Now we will provide the expression for the contribution of magnetostatic interactions to the free energy of the system. The derivation of such expression is quite straightforward if one assumes that the energy density [14] of magnetostatic field is given by:

$$U_ =\int_{\Omega_\infty} \frac{1}{2} \mu_0{\mathbf{H}_\text{m}}^2 dV \quad,$$ (1.47)

where $\Omega_\infty$ is the whole space. In fact, by expressing the magnetostatic field as

$${\mathbf{H}_\text{m}}=\frac{\textbf{B}_\text{m}}{\mu_0}-\textbf{M}\quad,$$ (1.48)

Eq. (1.47) becomes:

$$U_ =\int_{\Omega_\infty} \frac{1}{2} \mu_0{\mathbf{H}_\text{m}}\cdot \left(\frac{\textbf{B}_\text{m}}{\mu_0}-\textbf{M}\right) dV \quad.$$ (1.49)

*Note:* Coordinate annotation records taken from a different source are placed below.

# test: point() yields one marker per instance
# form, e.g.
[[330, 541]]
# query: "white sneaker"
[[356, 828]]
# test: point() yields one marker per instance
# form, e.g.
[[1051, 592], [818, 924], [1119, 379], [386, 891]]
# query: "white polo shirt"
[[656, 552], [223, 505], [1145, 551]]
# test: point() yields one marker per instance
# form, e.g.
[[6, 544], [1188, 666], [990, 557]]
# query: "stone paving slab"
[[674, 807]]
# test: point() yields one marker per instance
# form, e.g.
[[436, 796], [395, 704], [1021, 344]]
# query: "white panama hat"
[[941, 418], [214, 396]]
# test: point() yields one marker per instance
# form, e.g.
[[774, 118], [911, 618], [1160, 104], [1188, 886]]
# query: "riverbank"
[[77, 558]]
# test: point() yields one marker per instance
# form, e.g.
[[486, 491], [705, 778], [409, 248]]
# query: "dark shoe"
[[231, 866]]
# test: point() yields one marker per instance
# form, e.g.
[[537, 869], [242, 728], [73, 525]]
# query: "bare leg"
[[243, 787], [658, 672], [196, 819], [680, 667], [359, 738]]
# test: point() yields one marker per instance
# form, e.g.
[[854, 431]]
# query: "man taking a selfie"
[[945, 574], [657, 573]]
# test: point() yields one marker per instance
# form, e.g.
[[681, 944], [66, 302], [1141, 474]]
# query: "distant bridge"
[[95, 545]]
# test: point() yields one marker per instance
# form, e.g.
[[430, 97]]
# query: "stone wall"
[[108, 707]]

The first term in Eq. (1.49) vanishes owing to the integral orthogonality of the solenoidal field $\textbf{B}_$m and the conservative field ${\mathbf{H}_\text{m}}$ over the whole space [14]. The remaining part, remembering that $\textbf{M}$ is nonzero only within the region $\Omega$, is the magnetostatic free energy:

$$F_ =-\int_{\Omega} \frac{1}{2} \mu_0\textbf{M}\cdot{\mathbf{H}_\text{m}} dV \quad.$$ (1.50)

We observe that magnetostatic energy expresses a nonlocal interaction, since the magnetostatic field functionally depends, through the boundary value problem (1.45), on the whole magnetization vector field, as we anticipated in the beginning of the section. The latter equation has the physical meaning of an interaction energy of an assigned continuous magnetic moments distribution, namely it can be obtained by computing the work, made against the magnetic field generated by the continuous distribution, to bring an elementary magnetic moment $\mu_0\textbf{M} dV$ from infinity to its actual position within the distribution [15]. Discussion on the choice of the magnetostatic field energy density can be found in Ref. [14] and references therein.